Trivial oppressions to dehumanization

Virginia Allen

Nathan Ellefson (April 10) takes Ben Jones (April 9) to task for having the temerity to compare the extermination of the Jews in Nazi Germany to the arrest of three students from The September 29 Movement for “criminal trespass.”

Ellefson refers to the sit-in at Jischke’s office as “some minor student protest” and accuses Jones of trivializing “the deaths of millions of innocents.” Had Jones in fact equated the two, Ellefson’s outrage might be more understandable. However, the claim Jones makes is much more narrow.

The point Jones makes in his essay is that the larger crime against humanity was made possible because of a history of persistent trivial oppressions. Ordinary people — good, moral, honest folk — do not speak out when the indignities and violations by those in power are “minor.” They assure themselves that they are being sensible. In their hearts, most people believe that if the atrocities were truly horrific, then they would stand up with the brave and be counted among the dissidents.

What these good people discover too late is that by the time the long arm of authority finally knocks on their own door in the middle of the night, no one else is home.

Prevailing against vested authority, especially when it is protected by a large bureaucracy, is profoundly difficult. If you manage it at all, it is because you touch the conscience of someone with the power to make a difference. We are a hierarchical species, collaborators with and quislings to whoever, momentarily, has the power.

To live in an ethical community, given our biological predispositions, it is necessary for our leaders to be principled themselves and be committed to presiding over a principled community. The genius of the Constitution of the United States is not democracy: Democracy turns too readily into mob rule.
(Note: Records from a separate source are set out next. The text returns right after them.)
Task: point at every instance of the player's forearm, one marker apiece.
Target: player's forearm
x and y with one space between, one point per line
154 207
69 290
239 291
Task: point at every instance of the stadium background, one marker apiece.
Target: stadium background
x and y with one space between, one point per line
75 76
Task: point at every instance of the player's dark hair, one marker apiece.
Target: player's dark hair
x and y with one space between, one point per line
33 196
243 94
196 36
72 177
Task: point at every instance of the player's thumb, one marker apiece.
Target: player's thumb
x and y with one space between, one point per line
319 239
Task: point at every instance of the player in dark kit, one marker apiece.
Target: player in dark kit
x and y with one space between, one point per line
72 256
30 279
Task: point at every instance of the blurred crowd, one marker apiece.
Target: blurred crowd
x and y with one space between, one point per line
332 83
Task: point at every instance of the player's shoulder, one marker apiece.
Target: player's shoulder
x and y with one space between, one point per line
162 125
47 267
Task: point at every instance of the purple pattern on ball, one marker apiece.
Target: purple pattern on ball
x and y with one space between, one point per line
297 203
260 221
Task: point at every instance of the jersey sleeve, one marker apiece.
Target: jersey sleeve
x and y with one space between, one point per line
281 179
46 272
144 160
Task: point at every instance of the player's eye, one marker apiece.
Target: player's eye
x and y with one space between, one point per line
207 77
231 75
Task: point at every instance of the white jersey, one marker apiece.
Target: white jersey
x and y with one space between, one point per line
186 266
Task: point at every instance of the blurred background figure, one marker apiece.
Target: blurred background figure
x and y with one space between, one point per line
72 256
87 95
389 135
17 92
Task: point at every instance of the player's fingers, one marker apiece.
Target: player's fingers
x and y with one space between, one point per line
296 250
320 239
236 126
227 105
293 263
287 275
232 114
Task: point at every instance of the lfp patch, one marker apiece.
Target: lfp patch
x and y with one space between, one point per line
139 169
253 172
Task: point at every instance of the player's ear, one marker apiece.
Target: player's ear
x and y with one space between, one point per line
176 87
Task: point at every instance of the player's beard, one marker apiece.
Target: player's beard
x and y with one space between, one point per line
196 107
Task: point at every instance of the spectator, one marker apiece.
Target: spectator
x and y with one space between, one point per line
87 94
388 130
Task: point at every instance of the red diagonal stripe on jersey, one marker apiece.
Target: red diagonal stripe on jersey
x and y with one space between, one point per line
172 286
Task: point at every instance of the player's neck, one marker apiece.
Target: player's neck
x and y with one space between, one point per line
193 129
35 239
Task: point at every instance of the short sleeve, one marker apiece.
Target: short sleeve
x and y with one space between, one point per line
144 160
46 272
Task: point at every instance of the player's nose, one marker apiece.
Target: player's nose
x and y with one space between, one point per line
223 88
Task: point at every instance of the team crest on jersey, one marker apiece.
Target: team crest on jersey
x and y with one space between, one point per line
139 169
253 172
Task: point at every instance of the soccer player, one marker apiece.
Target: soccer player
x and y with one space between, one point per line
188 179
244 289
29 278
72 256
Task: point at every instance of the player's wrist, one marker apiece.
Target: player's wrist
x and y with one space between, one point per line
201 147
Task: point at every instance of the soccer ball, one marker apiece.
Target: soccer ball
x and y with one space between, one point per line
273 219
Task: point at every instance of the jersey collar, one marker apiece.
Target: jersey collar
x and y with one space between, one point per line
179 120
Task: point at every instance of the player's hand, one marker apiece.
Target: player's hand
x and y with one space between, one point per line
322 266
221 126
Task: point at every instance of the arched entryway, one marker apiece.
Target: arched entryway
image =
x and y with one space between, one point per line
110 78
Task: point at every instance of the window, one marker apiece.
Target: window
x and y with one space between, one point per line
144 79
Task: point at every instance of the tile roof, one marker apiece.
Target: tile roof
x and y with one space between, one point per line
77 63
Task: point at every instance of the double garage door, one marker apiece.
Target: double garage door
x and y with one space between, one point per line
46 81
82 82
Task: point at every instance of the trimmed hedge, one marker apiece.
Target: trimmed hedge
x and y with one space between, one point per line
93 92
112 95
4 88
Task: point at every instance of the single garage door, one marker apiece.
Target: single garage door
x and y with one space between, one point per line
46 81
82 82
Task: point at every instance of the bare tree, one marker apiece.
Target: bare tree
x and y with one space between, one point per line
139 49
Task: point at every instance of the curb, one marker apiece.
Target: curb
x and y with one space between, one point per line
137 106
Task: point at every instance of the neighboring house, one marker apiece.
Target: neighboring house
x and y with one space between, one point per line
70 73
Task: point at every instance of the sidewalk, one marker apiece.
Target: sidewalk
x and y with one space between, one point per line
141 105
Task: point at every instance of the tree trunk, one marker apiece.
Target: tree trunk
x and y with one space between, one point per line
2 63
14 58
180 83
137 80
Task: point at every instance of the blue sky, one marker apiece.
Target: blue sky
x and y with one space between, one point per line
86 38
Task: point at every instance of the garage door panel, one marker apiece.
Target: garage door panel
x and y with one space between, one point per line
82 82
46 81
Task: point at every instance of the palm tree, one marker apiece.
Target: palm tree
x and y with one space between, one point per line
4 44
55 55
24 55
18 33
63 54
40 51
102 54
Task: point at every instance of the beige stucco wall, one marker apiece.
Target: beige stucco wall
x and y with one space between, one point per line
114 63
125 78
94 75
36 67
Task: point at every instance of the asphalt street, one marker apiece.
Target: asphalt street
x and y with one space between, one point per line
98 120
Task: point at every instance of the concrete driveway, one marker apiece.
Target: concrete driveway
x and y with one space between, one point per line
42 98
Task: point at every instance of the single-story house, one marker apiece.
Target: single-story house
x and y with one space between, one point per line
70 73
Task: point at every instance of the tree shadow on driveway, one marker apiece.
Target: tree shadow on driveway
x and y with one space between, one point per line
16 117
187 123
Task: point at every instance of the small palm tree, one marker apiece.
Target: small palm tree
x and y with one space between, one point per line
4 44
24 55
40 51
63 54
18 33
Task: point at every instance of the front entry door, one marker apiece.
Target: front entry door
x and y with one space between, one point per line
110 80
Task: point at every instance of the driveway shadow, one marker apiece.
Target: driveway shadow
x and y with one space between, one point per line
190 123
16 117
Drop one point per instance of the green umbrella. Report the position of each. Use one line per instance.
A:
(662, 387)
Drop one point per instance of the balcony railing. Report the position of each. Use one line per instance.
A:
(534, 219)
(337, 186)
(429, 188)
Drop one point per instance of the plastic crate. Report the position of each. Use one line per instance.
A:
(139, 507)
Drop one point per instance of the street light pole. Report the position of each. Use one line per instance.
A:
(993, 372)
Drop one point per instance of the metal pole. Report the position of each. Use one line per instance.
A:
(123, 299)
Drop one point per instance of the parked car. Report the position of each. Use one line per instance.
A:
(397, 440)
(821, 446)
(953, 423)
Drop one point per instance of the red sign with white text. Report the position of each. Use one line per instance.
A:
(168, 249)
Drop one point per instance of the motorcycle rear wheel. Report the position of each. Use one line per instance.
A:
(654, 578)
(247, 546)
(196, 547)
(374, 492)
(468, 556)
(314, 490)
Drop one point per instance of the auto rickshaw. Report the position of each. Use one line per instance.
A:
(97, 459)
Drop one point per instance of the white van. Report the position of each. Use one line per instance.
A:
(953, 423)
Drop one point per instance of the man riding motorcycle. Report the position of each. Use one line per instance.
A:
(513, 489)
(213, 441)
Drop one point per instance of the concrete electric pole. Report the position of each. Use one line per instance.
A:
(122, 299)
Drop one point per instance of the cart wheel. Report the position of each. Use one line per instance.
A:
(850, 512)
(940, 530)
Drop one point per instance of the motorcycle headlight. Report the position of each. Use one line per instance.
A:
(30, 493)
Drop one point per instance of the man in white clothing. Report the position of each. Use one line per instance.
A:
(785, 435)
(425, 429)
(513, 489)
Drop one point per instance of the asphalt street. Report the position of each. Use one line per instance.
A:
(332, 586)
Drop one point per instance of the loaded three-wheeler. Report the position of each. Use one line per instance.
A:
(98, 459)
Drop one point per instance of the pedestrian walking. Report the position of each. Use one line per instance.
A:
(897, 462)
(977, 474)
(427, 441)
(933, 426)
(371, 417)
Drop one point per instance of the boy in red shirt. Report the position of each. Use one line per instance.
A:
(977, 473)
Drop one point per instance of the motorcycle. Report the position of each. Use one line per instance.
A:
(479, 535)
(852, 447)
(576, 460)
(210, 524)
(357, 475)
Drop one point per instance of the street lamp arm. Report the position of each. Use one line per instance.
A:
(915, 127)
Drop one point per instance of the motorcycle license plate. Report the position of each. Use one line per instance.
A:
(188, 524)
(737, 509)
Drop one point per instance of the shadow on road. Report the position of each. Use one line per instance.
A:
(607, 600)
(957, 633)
The genius is that it binds our leaders to a set of principles, not grounded in Nature (as the framers believed), but grounded in a Constitution guaranteeing protection of individual rights.

That guarantee is a powerful force against the minor indignities and trivial oppressions that condition members of our species to take out our frustrations on the scapegoats among us.

Stonewalling those with legitimate grievances against the institution encourages and legitimizes the scapegoating of its dissidents. When outcasts are portrayed as designated targets for hostility, the go-along-get-along good folks among us feel authorized to unburden themselves of some of their own aggressions and to curry favor with the powers that be at the same time.

Many lessons can be learned from the Nazi rise to power, not all of them flattering to our species. Attempted genocide is common among homosapiens; what made the Holocaust so horrific was that it was so easily rationalized by an educated and democratic nation.